Nancy Thorne menceritakan Waktu Seattle bahwa putrinya yang berusia 15 tahun, Suzanne, ada di dalam rumah ketika pria itu melepaskan tembakan. Dia tidak mendengar apakah putrinya selamat.

Pacar gadis itu, Jesse Mullens, menelepon Thorne pada Sabtu pagi untuk mengatakan bahwa mereka pergi ke rumah setelah “zombie rave” pada Jumat malam, kata Thorne. Mereka hendak pergi – Mullens sedang menunggu di luar – ketika pria bersenjata itu menerobos masuk.

Mullens memberi tahu Thorne bahwa dia mendengar banyak suara tembakan. Dia mengira Suzanne terjebak di suatu tempat di dalam rumah dengan penembak di antara dia dan pintu.

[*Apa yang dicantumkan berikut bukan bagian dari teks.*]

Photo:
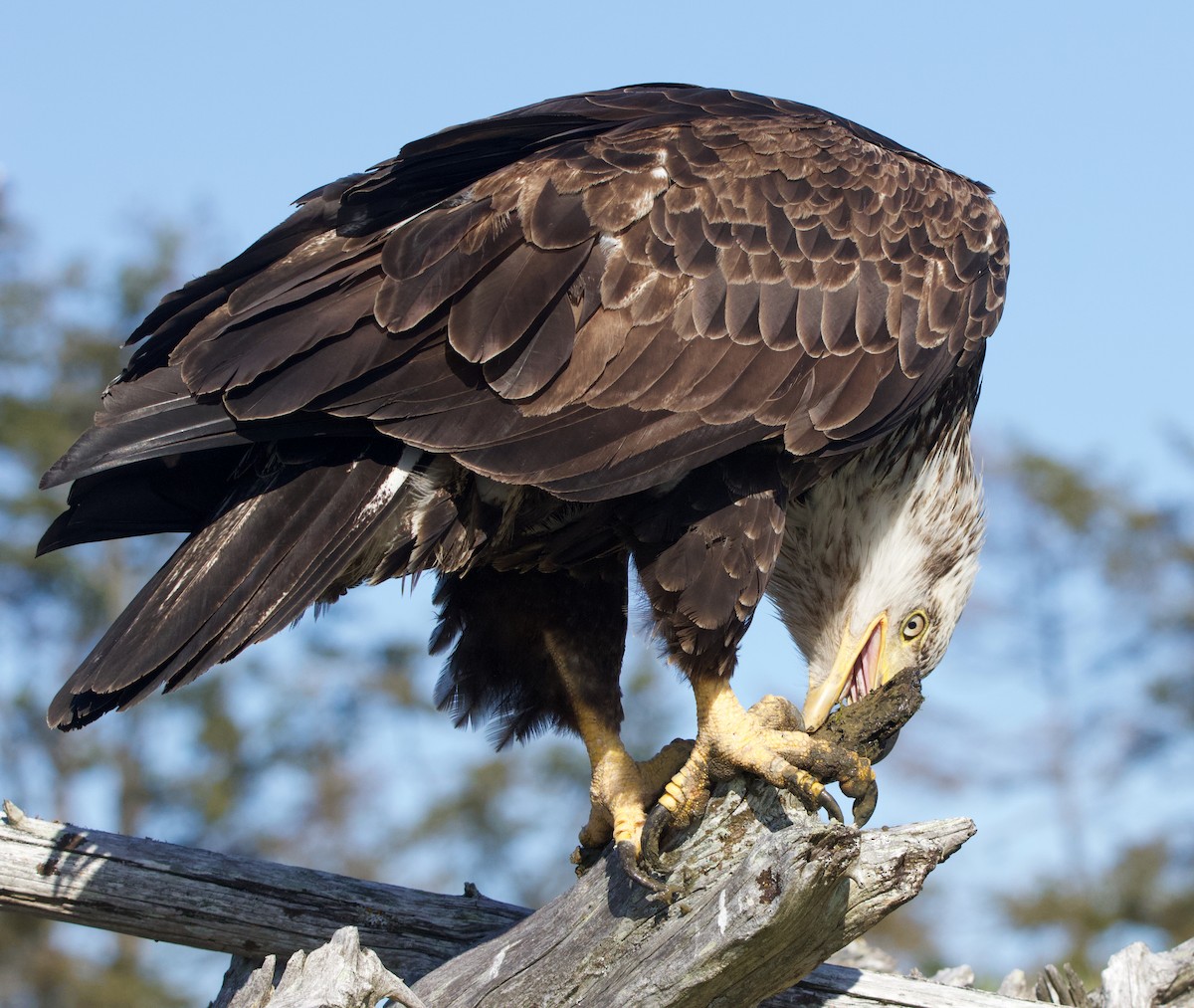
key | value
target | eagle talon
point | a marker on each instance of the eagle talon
(628, 855)
(658, 819)
(865, 805)
(827, 801)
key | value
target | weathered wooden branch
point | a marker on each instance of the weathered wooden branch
(771, 891)
(765, 878)
(337, 974)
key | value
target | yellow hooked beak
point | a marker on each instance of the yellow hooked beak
(861, 666)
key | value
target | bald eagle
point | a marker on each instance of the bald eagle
(734, 340)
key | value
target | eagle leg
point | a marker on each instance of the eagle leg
(768, 740)
(621, 791)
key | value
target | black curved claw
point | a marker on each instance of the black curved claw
(865, 805)
(830, 805)
(630, 859)
(658, 819)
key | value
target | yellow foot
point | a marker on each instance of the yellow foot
(621, 792)
(768, 740)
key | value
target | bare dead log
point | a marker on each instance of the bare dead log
(230, 905)
(337, 974)
(1139, 978)
(770, 893)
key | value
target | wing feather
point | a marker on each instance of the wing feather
(567, 293)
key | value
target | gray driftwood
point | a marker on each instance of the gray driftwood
(1139, 978)
(230, 905)
(770, 893)
(776, 873)
(337, 974)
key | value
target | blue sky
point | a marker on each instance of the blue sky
(118, 113)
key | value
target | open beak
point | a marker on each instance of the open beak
(861, 666)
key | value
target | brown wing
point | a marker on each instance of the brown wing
(594, 296)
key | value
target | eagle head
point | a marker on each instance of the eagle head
(878, 562)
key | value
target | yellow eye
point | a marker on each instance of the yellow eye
(914, 624)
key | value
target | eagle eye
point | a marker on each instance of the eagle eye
(914, 624)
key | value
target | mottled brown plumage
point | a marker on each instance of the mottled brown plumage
(632, 323)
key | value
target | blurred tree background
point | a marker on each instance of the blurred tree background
(321, 747)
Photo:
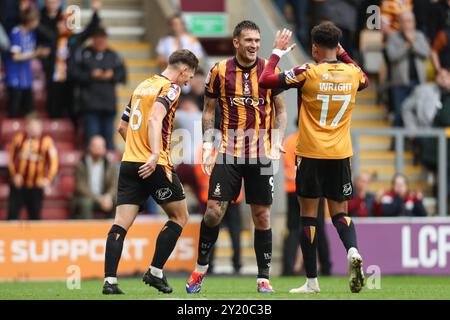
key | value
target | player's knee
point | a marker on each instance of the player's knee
(212, 215)
(261, 218)
(182, 218)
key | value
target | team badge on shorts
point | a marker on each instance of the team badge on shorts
(163, 194)
(347, 189)
(217, 191)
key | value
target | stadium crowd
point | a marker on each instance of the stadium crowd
(75, 75)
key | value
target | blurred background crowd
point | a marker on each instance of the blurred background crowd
(61, 91)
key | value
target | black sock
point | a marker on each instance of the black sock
(263, 252)
(308, 243)
(346, 230)
(208, 237)
(167, 239)
(114, 245)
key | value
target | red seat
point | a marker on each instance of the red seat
(69, 158)
(4, 159)
(55, 214)
(60, 130)
(46, 214)
(67, 183)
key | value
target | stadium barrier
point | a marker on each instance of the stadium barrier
(389, 246)
(56, 250)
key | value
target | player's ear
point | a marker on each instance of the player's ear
(236, 43)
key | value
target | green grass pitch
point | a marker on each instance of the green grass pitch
(226, 288)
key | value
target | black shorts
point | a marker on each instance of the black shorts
(163, 185)
(226, 180)
(328, 178)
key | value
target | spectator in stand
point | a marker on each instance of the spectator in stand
(4, 43)
(390, 14)
(18, 71)
(97, 70)
(33, 164)
(179, 38)
(343, 13)
(197, 92)
(64, 44)
(10, 11)
(400, 201)
(440, 17)
(422, 11)
(362, 204)
(440, 53)
(300, 10)
(407, 51)
(95, 182)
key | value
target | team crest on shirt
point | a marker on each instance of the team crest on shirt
(347, 189)
(290, 74)
(208, 78)
(172, 94)
(163, 194)
(247, 91)
(217, 191)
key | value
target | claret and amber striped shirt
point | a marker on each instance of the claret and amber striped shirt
(247, 111)
(34, 159)
(155, 89)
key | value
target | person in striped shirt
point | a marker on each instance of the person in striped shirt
(253, 122)
(33, 164)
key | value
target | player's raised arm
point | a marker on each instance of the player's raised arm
(280, 127)
(208, 118)
(269, 79)
(155, 120)
(343, 56)
(124, 120)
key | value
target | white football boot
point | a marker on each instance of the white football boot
(355, 269)
(311, 286)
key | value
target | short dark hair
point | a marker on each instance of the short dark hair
(99, 32)
(244, 25)
(200, 72)
(185, 57)
(326, 35)
(28, 15)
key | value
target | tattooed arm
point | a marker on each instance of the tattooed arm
(209, 111)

“Ini panggilan telepon terburuk yang bisa diterima seorang ibu,” kata Thorne sambil menangis. “Dia seharusnya tidak pergi ke pesta rave. Saya tidak pernah menyetujui hal-hal itu… Saya hanya berharap kepada Tuhan dia masih hidup. Dan jika dia masih hidup, dia akan dihukum seumur hidup.”

Pejabat rumah sakit mengatakan gadis itu tidak ada di sana.

Aaron Hoyle, 25, dari Renton, mengatakan sekitar lima orang berusia atau mendekati 20-an tinggal di bungalo dua lantai berwarna biru dengan garis putih, dan beberapa di antaranya adalah promotor pesta gudang. Hoyle tidak pulang ke rumah selama sekitar tiga bulan, namun datang untuk melihat apakah teman-temannya baik-baik saja ketika dia mendengar tentang penembakan itu di berita.

Rumah yang menurut Kabupaten Raja catatan properti dimiliki oleh seorang pria bernama D. Gregg Doyle, hanya beberapa blok dari Miller Community Center, tempat pertandingan bisbol Little League sedang berlangsung pada Sabtu pagi.